Note: this lecture is delivered to a secular audience and I got the impression that Professor Goodmark is not a Christian. I’m only noting this to alert readers to the fact that there were a few places in the lecture where same-sex relationships seemed to be treated as ethically and morally unproblematic. As Christians, we take a different view on the ethics of same-sex relationships from the view taken by the secular community, as I’m sure our readers already are aware.


Representing The Domestic Violence Survivor: Critical Legal Issues; Effective Safety Strategies. by Garry Goldstein, J.D., and Elizabeth Lui, J.D. Recommended resource for lawyers who are representing domestic abuse victims.

10 thoughts on “How does the US legal system respond to domestic violence? And how can it be improved?”

  1. Prof Leigh Goodmark is a talented speaker and addressed many important issues / changes that need to happen in the legal system re DA! Thanks for sharing this, Barb!

  2. The justice (for abusers’) system is totally bankrupt of the true nature of abuse and all its forms.

    Fixing it—they all need a heart transplant so they can come to understand the evil behind it.

    If they say their personal opinions don’t sway them, they are lying.

    Bottom line: Money talks and abusers walk.

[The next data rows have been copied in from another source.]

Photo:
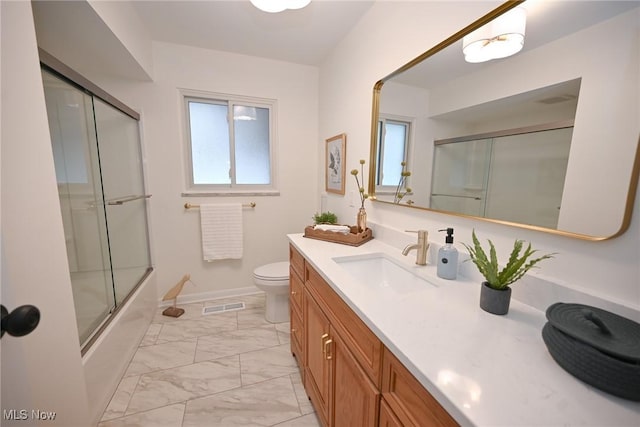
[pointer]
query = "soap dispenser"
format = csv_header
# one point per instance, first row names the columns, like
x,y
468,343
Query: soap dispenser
x,y
448,258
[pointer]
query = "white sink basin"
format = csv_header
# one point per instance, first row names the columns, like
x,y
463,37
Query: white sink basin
x,y
382,271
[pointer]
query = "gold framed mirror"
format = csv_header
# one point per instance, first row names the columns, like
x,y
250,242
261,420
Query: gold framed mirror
x,y
546,139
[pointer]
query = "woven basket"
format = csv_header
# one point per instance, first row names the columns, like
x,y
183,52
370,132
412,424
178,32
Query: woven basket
x,y
616,372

  3. I’m curious about the term ‘reproductive abuse’. Is this in reference to things like pressuring the wife into an abortion, or a quiverfull husband preventing his wife from using birth control, or (God forbid) raping her not just to terrify her, but get her pregnant so she won’t leave? All of the above?

    1. Yes, it would include all the above. It might also include things like the abuser insisting the wife use the Pill although she wanted to use or switch for a time to an IUD. And the abuser refusing to take any responsiblity for birth control on himself (refusing to use condoms) while expecting her to use birth control methods even if they give her side effects — and if she fell pregnant, him blaming her for that even though of course he had a part in bringing the pregnancy about.

      This brings to mind one of the stories we’ve heard on this blog. The abuser insisted the couple have lots of children, but when they DID have lots of kids and the wife eventually decided to leave the abuser, he claimed that it had been her who wanted all those kids, not him.

    2. Makes me think about how my ex accuses me of “forcing” him to get a vasectomy where due to family history for me, a tubal was not a good medical choice. He refused often to give me the time to put in a sponge. I couldn’t take the pill. And he refused to use condoms…so well, vasectomy is the only viable alternative if you don’t want more kids.

      1. I didn’t want to take the pill thinking it aborted babies and not always preventing pregnancy. I also had taken it in the past and ended up not wanting to because of side effects, cysts etc. My h wanted me to take the pill. I explained why I didn’t think it a good idea etc. He didn’t want children. I had changed my mind and did but realized it a dead end with him. I bought a BIG box of condoms for him. He refused to use them. After a year or so they expired. I threw them away. He would rather use the back door or not at all. I was against the back door method. It hurt. In anger he would use the standard method. When I became pregnant he resolved to have another as quick as possible and said he agreed to having them. When I needed help, his response was he didn’t want children. So I was on my own. I always thought he would come around. Dumb of me in so many ways. More children came. By surprise. He ignored me for months. I actually thought I would abort at one point because of how angry etc he was.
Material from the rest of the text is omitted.